Diary of a mothering worker.

Post 209.

At last week Wednesday’s forum, ‘Reflecting on Gender and Politics in the 2015 Election Campaign’, young people filled the room, many of them lesbian and gay, who I hope felt that the Institute for Gender and Development Studies at UWI created a safe space for public deliberation, for once not defined by their marginality.

The event was inspired by ‘the marginals’ in national talk about the election. How could we instead think about politics beyond polls and ‘the numbers’, to see multiple kinds of ‘margins’ in our landscape, especially in the deeply connected experiences of women and the LBGTI community? How could we encourage public reflection that no other site in the country would, precisely because feminist academia is founded on solidarity with these groups’ continuing struggles for equal citizenship? How could we build on civil society efforts to bring us together across political party divides?

There was the history of the Network of NGOs of Trinidad and Tobago for the Advancement of Women to build on. Twenty years of producing a Women’s Manifesto and trying to get campaigning parties to commit to its goals.
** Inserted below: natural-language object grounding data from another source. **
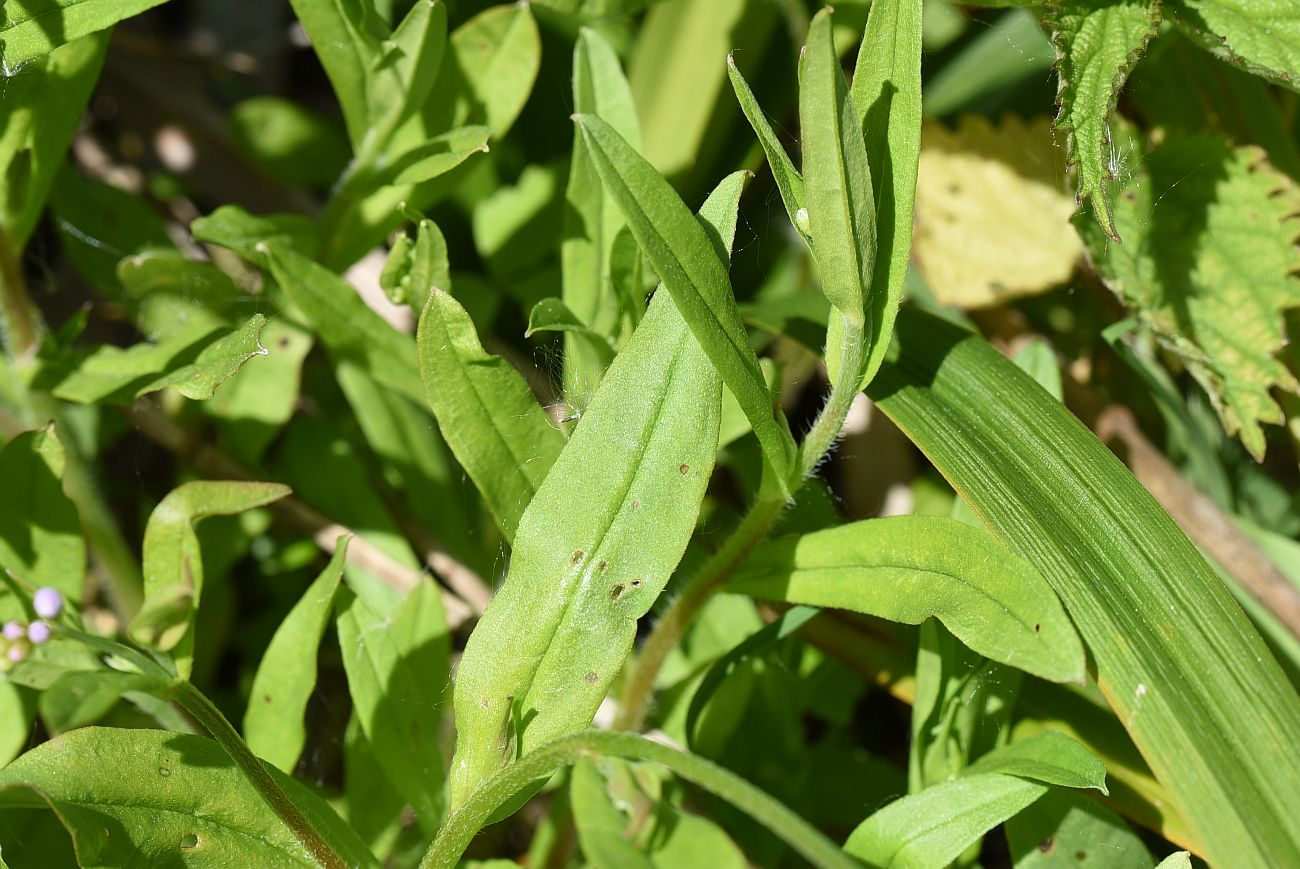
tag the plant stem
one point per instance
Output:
(668, 630)
(466, 821)
(753, 528)
(211, 718)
Twenty years of funding women candidates in the hopes that they would see the women who helped to get them into power as an important constituency. More years of encouraging a women’s cross-party caucus, where women politicians could gather as allies, rather than adversaries.
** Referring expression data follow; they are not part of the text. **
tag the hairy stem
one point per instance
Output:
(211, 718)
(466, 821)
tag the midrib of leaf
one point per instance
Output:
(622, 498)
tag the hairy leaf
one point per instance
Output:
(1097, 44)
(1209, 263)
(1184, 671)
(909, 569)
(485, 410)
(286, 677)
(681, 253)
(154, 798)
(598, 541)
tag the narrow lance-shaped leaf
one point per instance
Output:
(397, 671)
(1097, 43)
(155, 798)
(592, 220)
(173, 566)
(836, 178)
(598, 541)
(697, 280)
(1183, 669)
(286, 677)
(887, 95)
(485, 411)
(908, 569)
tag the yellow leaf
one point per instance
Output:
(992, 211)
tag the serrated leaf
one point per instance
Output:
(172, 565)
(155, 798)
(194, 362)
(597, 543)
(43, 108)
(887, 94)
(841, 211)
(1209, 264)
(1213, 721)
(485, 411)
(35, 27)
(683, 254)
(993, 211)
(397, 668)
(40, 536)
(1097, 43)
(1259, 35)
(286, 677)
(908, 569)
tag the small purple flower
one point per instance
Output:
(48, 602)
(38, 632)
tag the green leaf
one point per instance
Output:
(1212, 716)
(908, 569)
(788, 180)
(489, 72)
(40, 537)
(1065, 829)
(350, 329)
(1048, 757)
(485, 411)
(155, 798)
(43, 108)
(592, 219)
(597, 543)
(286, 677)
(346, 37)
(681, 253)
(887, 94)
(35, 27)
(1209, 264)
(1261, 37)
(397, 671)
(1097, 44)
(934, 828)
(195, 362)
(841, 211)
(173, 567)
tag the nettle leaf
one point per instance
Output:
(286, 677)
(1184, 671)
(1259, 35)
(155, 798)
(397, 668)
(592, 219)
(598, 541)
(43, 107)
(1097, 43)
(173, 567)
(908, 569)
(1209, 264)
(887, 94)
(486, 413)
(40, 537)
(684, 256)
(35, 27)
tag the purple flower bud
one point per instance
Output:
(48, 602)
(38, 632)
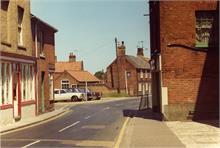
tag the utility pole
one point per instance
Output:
(116, 48)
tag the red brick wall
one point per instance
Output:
(191, 76)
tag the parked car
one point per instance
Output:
(91, 95)
(64, 95)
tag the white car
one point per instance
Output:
(64, 95)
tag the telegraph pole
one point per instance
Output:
(116, 48)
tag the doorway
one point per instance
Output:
(16, 96)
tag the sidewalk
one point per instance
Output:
(196, 135)
(144, 130)
(31, 121)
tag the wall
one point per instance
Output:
(190, 75)
(9, 29)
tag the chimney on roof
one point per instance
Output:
(72, 57)
(121, 49)
(140, 52)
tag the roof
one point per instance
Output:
(83, 76)
(138, 62)
(61, 66)
(37, 18)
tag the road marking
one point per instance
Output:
(31, 144)
(80, 143)
(106, 108)
(121, 134)
(93, 126)
(69, 126)
(87, 117)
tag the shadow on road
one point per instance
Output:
(146, 114)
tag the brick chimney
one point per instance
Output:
(121, 49)
(72, 57)
(140, 52)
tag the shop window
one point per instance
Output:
(20, 25)
(204, 28)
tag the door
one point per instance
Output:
(42, 92)
(16, 96)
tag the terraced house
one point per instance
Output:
(185, 59)
(129, 74)
(17, 62)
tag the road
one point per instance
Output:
(85, 125)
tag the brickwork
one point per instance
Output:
(45, 61)
(9, 28)
(190, 75)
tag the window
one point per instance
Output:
(56, 92)
(62, 92)
(41, 42)
(27, 82)
(6, 83)
(204, 27)
(20, 25)
(141, 74)
(139, 87)
(65, 84)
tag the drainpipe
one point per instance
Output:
(35, 40)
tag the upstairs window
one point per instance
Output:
(20, 25)
(65, 84)
(204, 28)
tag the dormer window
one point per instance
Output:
(20, 25)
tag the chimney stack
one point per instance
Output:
(72, 57)
(121, 49)
(140, 52)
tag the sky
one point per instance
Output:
(88, 28)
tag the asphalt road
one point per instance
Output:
(85, 125)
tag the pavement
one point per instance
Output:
(143, 129)
(60, 109)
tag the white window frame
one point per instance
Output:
(65, 83)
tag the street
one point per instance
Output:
(85, 125)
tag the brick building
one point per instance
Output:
(129, 74)
(71, 74)
(185, 58)
(17, 63)
(43, 36)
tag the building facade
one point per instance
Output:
(129, 74)
(43, 36)
(71, 74)
(17, 63)
(184, 59)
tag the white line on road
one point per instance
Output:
(87, 117)
(31, 144)
(106, 108)
(69, 126)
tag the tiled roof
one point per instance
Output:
(138, 62)
(83, 76)
(61, 66)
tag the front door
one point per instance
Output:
(16, 96)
There was also the history of organisations like Caiso, Friends for Life, Women’s Caucus, Silver Lining Foundation and I am One to support. More than a decade of advocacy to end discrimination on the basis of sexual orientation and gender identity. In 2010, Caiso produced a manifesto, ‘6 in 6’, which outlined six policy and leadership steps they hoped that the new government would take in its first half year in office. Five years later, with those all unfulfilled, whether in terms of police treatment of LGBTI crime victims, the creation of safe schools or the community’s greater vulnerability to homelessness, they were still challenging their marginality. Now as part of a new network of groups called Allies for Justice and Diversity, a rights-we-deserve-not-what-rights-we-are-allowed manifesto was again created in 2015.
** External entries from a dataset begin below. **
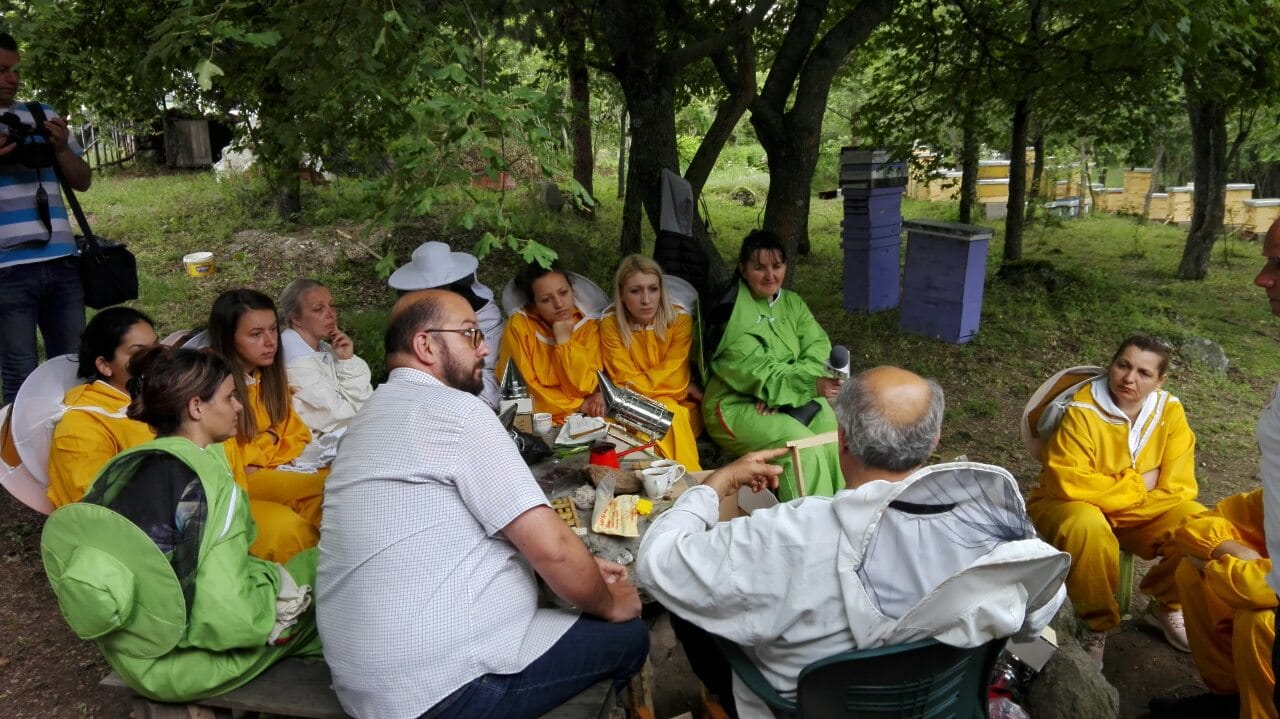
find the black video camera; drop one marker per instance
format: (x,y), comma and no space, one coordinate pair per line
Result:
(35,147)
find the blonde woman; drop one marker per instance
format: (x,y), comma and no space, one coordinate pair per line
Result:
(645,340)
In a country where ‘the marginals’ decide the victor, it made sense for a post-election forum to bring together marginal groups to document their overlapping analyses and strategies, as they both contested how ideals of masculinity and femininity shape the lived realities of political life. Sexism cannot be ended without also ending homophobia, and advancing emancipation requires us to fearlessly document, understand and defy an unjust status quo. Where else then, would we discuss the homophobic bullying and stereotyping experienced by gay male candidates, from the population, their own political parties, and our headline-hungry media? Where else would we share how campaigning is experienced by women as they negotiate the significance of their family roles, femininity, and sexual respectability for their acceptability as representatives and leaders? Where else would the nation’s first transgender electoral candidate affirm her right to all the rights of citizenship, including public office?

As an act of university solidarity, and to strengthen the alliance between women’s and LGBTI rights advocates, Nafeesa Mohammed, Khadijah Ameen, Sabrina Mowlah-Baksh, Luke Sinnette, Colin Robinson and Jowelle de Souza were all on one panel. Watching representatives of the PNM and UNC sit with these citizens, knowing their parties had unjustly abandoned them in their National Gender Policy drafts and in the Equal Opportunity Act, I hoped that the young people there could see that legitimacy and space is created incrementally, relentlessly, despite setbacks and disappointments. There was more than fifty years of activist history of holding the baton in that room, from Hazel Brown in her 70s to Afro-Trinidadian, lesbian, working class young women in their 20s. A generation coming after me should know that a path continues to be cut for them to run.

On election night, Dr. Keith Rowley, said that he is the Prime Minister of all of us, and “that we are all in this together”. We lead him by our example. Those young people came because they aspire for an equal place. Acknowledgment of that is what ‘all in this together’ means for politics in our nation.